I bought my PC with the windows system pre-installed. I don't have a product key.
I am attaching a screenshot with my PC's technical features. 
Hope you can help me, please.

Thank you,
Diego V.


----------



## keltic1der (Feb 11, 2016)

If you upgraded from Windows 8 to 8.1 here is the fix: http://windowsreport.com/12007-your-windows-license-will-expire-soon-windows-8-1/


----------



## diegovilchez (Apr 13, 2016)

Thank you for your response. I tried the link, but I had a problem. When I right-click on windows explorer I don't have the option to "close" as required, so I basically got stuck.


----------



## keltic1der (Feb 11, 2016)

Is the process running?


----------



## diegovilchez (Apr 13, 2016)

Yes, it is.


----------



## keltic1der (Feb 11, 2016)

When you right click on the process, look for anything like "stop" "end process" etc. The wording on the directions may not be exact.


----------



## Cookiegal (Aug 27, 2003)

It's "end task" but this is only a temporary fix to rearm it for another 30 days after which time it will expire again. You can only do that four times in total and then you have to activate.

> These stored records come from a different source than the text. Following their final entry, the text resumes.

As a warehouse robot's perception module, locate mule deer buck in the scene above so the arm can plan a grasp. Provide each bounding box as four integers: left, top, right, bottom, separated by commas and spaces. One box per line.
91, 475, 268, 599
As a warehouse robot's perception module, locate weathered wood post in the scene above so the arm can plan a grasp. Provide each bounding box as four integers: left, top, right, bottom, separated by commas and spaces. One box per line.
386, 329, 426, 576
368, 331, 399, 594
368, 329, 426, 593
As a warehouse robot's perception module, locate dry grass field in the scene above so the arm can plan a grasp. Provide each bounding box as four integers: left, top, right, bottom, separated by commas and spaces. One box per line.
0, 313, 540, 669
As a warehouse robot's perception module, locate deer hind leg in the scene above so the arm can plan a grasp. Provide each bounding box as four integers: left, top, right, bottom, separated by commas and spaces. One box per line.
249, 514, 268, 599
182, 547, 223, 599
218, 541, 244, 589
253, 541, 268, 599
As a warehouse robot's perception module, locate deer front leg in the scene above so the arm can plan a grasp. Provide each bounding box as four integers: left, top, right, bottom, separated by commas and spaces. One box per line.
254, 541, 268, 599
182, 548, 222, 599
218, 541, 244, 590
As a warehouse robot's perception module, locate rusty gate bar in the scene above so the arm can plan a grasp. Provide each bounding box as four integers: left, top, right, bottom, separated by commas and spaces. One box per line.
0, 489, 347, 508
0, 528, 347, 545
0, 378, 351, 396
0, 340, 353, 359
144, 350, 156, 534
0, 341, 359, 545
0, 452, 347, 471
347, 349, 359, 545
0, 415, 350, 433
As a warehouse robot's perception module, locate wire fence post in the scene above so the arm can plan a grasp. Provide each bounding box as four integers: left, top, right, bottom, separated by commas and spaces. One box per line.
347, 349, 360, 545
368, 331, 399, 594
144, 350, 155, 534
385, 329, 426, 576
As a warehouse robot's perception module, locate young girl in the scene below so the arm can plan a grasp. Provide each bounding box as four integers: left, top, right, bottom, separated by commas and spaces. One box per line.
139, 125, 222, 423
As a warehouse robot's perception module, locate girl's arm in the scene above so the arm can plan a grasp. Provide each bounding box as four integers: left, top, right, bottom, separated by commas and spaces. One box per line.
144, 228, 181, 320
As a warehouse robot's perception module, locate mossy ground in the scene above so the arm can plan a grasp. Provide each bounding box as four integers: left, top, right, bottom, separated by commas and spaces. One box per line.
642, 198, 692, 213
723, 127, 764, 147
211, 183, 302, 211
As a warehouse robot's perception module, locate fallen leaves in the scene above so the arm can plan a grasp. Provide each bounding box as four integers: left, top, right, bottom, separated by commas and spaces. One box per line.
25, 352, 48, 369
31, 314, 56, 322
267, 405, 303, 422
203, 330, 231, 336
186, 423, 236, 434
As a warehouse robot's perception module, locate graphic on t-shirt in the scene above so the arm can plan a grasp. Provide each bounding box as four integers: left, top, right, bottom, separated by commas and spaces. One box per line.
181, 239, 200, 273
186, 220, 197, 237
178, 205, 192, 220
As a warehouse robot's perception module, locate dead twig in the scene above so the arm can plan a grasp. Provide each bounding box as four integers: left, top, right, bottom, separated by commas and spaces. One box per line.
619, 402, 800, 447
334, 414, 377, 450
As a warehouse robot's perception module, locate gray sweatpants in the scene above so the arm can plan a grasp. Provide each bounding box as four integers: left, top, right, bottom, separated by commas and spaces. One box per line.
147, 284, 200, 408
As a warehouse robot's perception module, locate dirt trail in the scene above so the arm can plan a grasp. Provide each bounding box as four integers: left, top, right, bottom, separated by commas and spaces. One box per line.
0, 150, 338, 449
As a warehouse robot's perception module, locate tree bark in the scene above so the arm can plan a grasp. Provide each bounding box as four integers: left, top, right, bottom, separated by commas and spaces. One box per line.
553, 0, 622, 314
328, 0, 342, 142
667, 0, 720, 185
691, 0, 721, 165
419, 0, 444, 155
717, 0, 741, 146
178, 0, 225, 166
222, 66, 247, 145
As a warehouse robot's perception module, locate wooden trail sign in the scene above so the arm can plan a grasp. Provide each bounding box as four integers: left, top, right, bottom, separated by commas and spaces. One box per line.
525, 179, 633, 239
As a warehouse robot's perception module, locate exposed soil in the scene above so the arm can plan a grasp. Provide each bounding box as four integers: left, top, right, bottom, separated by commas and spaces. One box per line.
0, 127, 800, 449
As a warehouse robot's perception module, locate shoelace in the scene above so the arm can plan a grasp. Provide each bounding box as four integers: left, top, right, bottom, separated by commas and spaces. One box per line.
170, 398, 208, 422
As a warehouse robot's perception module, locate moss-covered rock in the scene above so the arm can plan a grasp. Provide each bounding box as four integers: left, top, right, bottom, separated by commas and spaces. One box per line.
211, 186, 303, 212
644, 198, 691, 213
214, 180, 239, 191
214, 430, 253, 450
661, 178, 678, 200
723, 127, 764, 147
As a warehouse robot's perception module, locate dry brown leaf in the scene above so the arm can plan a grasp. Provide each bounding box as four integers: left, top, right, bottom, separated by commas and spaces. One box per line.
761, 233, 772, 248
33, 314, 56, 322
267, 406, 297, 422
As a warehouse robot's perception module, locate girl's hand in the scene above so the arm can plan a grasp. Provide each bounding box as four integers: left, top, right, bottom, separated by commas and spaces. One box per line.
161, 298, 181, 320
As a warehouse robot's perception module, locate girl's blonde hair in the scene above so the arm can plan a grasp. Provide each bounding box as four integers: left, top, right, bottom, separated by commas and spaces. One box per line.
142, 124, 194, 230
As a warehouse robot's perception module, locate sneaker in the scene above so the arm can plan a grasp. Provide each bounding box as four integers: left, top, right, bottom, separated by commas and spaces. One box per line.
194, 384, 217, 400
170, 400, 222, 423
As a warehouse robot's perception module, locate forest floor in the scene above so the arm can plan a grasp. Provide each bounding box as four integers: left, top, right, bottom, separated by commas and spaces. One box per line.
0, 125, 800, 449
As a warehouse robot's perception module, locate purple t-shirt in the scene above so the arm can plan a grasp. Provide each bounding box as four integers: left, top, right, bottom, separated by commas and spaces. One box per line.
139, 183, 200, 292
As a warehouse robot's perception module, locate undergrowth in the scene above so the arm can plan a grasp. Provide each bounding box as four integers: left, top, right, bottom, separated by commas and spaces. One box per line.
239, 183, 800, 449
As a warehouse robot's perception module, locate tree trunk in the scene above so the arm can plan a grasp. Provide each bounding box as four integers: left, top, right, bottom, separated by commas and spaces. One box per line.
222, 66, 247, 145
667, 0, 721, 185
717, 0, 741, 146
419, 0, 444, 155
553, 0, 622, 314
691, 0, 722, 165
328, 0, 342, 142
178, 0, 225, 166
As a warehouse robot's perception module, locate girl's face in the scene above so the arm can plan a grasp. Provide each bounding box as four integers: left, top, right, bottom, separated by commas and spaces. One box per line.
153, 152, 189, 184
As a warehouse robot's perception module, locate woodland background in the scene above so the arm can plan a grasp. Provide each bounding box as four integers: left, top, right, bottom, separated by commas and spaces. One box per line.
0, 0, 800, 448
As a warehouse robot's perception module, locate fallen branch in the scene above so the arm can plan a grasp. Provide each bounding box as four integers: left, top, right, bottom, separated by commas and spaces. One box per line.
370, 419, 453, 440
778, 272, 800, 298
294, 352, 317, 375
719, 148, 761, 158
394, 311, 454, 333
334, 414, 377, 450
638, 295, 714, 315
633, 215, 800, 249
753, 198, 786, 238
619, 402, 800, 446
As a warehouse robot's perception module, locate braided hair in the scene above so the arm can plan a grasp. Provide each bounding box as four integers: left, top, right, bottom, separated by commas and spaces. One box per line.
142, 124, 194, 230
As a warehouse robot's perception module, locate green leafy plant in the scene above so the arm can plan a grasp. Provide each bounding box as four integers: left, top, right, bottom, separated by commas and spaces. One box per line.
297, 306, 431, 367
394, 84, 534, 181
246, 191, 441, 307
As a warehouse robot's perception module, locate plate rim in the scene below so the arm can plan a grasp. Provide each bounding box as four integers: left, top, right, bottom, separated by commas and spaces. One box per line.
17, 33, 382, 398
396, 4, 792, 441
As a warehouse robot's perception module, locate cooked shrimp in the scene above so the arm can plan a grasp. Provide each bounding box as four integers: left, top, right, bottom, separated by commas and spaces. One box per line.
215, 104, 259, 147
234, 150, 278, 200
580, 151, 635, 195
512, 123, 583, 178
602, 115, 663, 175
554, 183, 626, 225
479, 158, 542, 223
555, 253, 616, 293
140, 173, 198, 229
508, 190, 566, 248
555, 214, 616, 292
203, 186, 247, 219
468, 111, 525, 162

Please open an Elevated Command Prompt window (on the Start screen, type "Command" - a Command Prompt icon will appear, right-click on it and select Run as Administrator) then at the prompt, type the following (be sure to include the spaces):

*Licensingdiag.exe -report %userprofile%\desktop\report.txt -log %userprofile%\desktop\repfiles.cab*

After running the command, two files will appear on your desktop, report.txt and repfiles.cab. Please open the report.txt file in Notepad and copy and paste the contents here. The repfiles.cab is only a backup file and can be ignored for the time being.


----------



## TerryNet (Mar 23, 2005)

You bought new or used? Brand name (Dell, Acer, etc.) or a custom build?


----------



## diegovilchez (Apr 13, 2016)

Cookiegal said:


> It's "end task" but this is only a temporary fix to rearm it for another 30 days after which time it will expire again. You can only do that four times in total and then you have to activate.
> 
> Please open an Elevated Command Prompt window (on the Start screen, type "Command" - a Command Prompt icon will appear, right-click on it and select Run as Administrator) then at the prompt, type the following (be sure to include the spaces):
> 
> ...


Thank


----------



## diegovilchez (Apr 13, 2016)

Hi Cookiegal,
Thank you for your help. Unfortunately, I am not computer savvy. I have no idea what an elevated command is. However, I would like to ask you
what is going to happen when my license expires-May 11? Can I go to one of those computer techs and ask them to, I don't know, reinstall windows?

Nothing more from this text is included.